OLED is a known technology for many technology enthusiasts and is most common in displays. OLED tech also has other uses, one of which is for lighting indoors that is more energy efficient than the current light sources in wide use today.
Researchers at the National Tsing-Hua University in Taiwan — J.H. Jou and his graduate students — have made a significant breakthrough in the design of indoor lighting using OLED panels. The researchers have been able to devise OLED panels that can accurately mimic sunlight and can simulate the phases of the sun from dusk until dawn.
The OLED panels may one day be useful for indoor lighting that is easier on the human eye and saves energy; thereby reducing greenhouse gasses produced from making electricity. The development by the team of researchers enables a white-light OLED panel to emit the same light wavelengths as natural sunlight. This is accomplished by varying the voltage to the panel.
Jou said, “By varying the voltage through the OLED panel from three to nine volts can produce ambient light simulating natural light that changes from dawn to dusk. Truly there is genius in simplicity as this plain driver-IC can automatically modulate the voltage to render any desired color temperature between 2200 and 8000 K anytime.”
The OLED panel emits light via electroluminescence. The panel has a voltage applied across the electrodes to motivate the electrons in the semiconducting layer near the panels cathode. The electrons are then released near the anode and leave behind positively charged holes and the electrons can then fill these holes and emit photos that produce light.

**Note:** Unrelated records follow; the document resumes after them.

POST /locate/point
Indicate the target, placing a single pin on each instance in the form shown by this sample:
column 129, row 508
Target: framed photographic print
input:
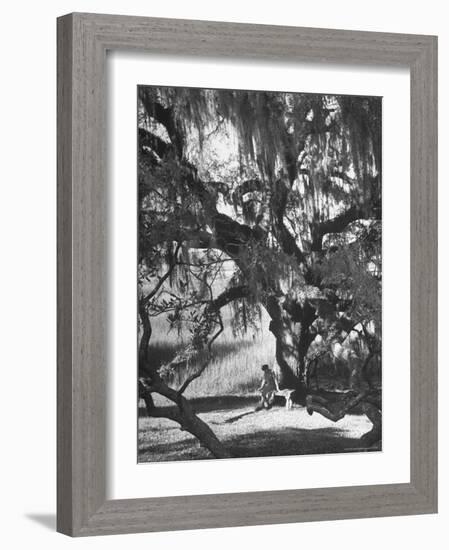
column 246, row 274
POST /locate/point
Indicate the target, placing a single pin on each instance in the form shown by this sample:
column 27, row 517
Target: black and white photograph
column 259, row 273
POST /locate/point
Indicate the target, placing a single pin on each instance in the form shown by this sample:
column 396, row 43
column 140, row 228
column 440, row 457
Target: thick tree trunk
column 183, row 414
column 293, row 340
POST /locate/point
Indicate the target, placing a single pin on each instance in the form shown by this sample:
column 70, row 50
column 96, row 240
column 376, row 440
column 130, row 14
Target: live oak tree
column 285, row 191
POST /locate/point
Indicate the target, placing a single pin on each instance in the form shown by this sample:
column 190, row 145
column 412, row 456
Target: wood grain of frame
column 83, row 40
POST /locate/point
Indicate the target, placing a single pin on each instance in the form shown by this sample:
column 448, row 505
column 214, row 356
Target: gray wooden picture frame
column 83, row 40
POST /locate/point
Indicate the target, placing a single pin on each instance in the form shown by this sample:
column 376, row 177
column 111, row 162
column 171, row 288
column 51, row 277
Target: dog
column 287, row 394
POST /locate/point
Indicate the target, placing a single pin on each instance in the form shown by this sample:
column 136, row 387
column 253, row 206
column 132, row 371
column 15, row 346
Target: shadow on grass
column 261, row 443
column 294, row 441
column 215, row 403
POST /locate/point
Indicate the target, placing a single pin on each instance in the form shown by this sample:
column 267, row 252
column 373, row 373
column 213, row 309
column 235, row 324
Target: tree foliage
column 281, row 192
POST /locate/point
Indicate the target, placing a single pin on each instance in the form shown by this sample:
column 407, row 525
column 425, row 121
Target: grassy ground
column 226, row 391
column 235, row 368
column 248, row 434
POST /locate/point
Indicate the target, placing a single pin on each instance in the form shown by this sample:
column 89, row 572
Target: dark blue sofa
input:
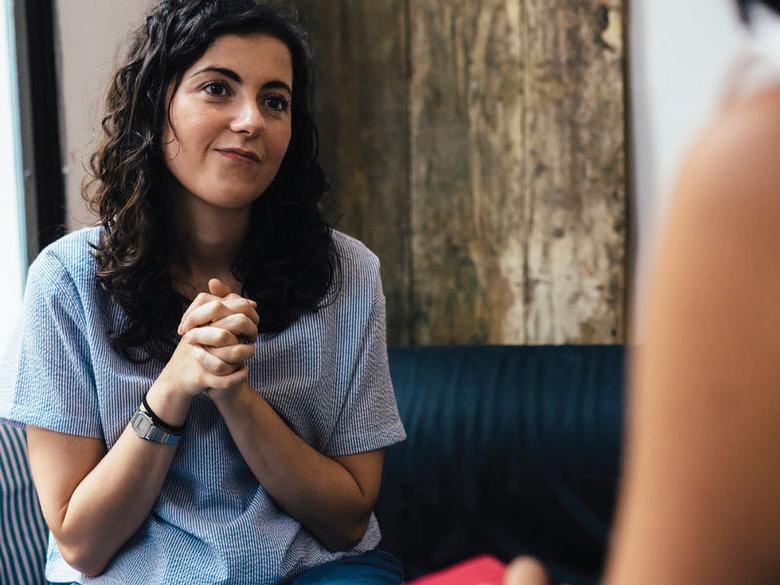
column 510, row 450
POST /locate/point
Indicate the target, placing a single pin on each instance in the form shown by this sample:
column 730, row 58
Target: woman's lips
column 239, row 157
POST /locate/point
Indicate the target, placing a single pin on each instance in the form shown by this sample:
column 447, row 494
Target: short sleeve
column 369, row 418
column 51, row 383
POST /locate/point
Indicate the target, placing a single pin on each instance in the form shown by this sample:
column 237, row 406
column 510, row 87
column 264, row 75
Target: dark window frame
column 39, row 104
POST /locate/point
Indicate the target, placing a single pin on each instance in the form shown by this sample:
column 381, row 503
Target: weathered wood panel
column 574, row 183
column 467, row 143
column 489, row 172
column 360, row 58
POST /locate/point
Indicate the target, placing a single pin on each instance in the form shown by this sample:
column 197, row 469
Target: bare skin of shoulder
column 701, row 500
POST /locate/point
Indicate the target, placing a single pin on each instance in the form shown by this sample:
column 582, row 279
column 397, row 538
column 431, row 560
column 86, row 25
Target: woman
column 204, row 375
column 701, row 502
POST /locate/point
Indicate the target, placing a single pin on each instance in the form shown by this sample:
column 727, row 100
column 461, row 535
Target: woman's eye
column 216, row 88
column 277, row 103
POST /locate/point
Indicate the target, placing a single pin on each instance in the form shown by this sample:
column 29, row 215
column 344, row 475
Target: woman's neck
column 209, row 239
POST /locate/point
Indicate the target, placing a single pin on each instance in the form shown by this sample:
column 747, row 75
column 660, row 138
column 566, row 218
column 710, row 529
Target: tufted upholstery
column 510, row 449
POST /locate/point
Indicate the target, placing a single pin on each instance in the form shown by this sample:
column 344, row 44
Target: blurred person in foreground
column 701, row 499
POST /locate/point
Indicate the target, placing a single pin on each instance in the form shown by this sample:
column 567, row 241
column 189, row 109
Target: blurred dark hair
column 744, row 7
column 288, row 262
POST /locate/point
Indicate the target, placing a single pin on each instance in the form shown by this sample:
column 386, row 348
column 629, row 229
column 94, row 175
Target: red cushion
column 483, row 570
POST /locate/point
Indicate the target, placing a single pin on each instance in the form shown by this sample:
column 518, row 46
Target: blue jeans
column 376, row 567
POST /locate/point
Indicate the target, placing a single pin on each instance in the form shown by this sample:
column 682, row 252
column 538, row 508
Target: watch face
column 142, row 424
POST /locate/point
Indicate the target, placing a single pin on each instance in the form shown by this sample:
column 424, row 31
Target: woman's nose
column 249, row 119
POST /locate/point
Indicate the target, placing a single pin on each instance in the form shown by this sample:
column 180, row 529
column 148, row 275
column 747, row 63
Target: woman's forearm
column 314, row 489
column 115, row 498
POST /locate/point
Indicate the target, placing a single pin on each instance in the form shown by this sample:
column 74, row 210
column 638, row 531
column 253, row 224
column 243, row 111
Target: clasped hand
column 218, row 330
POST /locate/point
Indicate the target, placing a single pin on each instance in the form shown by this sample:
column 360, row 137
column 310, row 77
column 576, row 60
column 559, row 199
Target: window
column 13, row 260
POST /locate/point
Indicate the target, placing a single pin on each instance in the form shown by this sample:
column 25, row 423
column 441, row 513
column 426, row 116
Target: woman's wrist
column 167, row 404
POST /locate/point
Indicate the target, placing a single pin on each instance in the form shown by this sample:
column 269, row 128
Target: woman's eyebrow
column 222, row 70
column 275, row 84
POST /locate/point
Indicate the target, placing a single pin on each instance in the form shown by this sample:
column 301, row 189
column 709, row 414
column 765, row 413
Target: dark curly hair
column 287, row 263
column 744, row 6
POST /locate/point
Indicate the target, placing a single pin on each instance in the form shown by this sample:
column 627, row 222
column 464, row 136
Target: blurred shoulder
column 733, row 169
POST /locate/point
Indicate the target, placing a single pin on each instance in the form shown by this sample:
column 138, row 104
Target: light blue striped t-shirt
column 326, row 375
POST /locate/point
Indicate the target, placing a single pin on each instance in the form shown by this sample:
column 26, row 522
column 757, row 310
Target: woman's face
column 231, row 116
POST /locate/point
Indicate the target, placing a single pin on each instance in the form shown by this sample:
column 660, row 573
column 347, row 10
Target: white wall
column 680, row 52
column 91, row 32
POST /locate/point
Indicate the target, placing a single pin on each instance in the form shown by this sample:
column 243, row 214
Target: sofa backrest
column 510, row 449
column 22, row 528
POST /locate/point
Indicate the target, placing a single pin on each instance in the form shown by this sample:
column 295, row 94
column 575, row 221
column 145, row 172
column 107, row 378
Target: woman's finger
column 526, row 571
column 215, row 310
column 240, row 326
column 232, row 354
column 224, row 382
column 200, row 300
column 212, row 364
column 214, row 336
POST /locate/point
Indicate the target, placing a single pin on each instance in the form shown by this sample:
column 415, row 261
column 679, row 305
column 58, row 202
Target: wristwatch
column 144, row 426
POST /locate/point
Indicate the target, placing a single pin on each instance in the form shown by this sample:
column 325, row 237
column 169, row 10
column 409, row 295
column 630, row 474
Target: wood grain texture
column 360, row 58
column 468, row 220
column 489, row 172
column 574, row 180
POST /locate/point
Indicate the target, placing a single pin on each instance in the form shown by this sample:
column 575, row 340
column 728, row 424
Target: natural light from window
column 12, row 260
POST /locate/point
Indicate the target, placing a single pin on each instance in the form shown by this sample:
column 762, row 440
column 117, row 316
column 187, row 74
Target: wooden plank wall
column 478, row 147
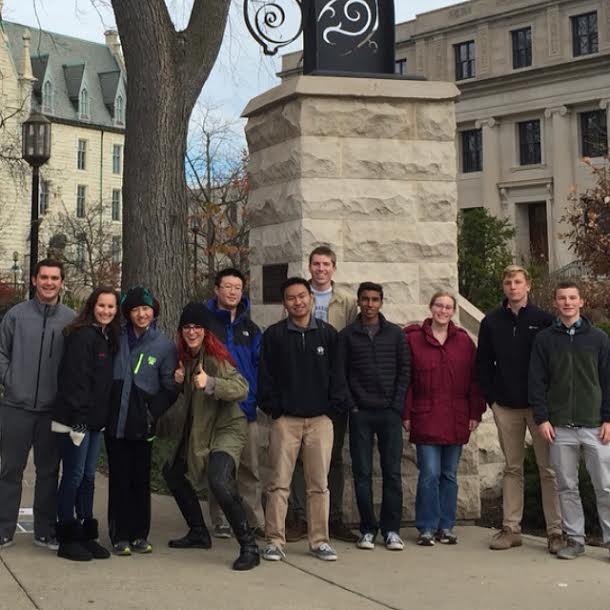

LEDs are currently being used for indoor lighting, but the OLED technology promises to be thinner and consume less power. OLED lighting is already available from Lumiotech. The company is the only global supplier of OLED lighting, but its lights produce only one wavelength of light that is akin to sunlight on a cloudy day.
According to the researchers, OLED lighting may be ten times more energy efficient than current incandescent lights and as much as three times more efficient than currently used CCFL lighting. Research on OLEDs for lighting has been underway for years and the lumens of light produced per watt have increased significantly over the years. OLED light panels are expected to produce 50 lumens per watt in 2011. Much research is going into OLED panels for lighting and other uses.
In July of 2008, researchers made a breakthrough that led to brighter OLED panels producing 70 lumens per watt.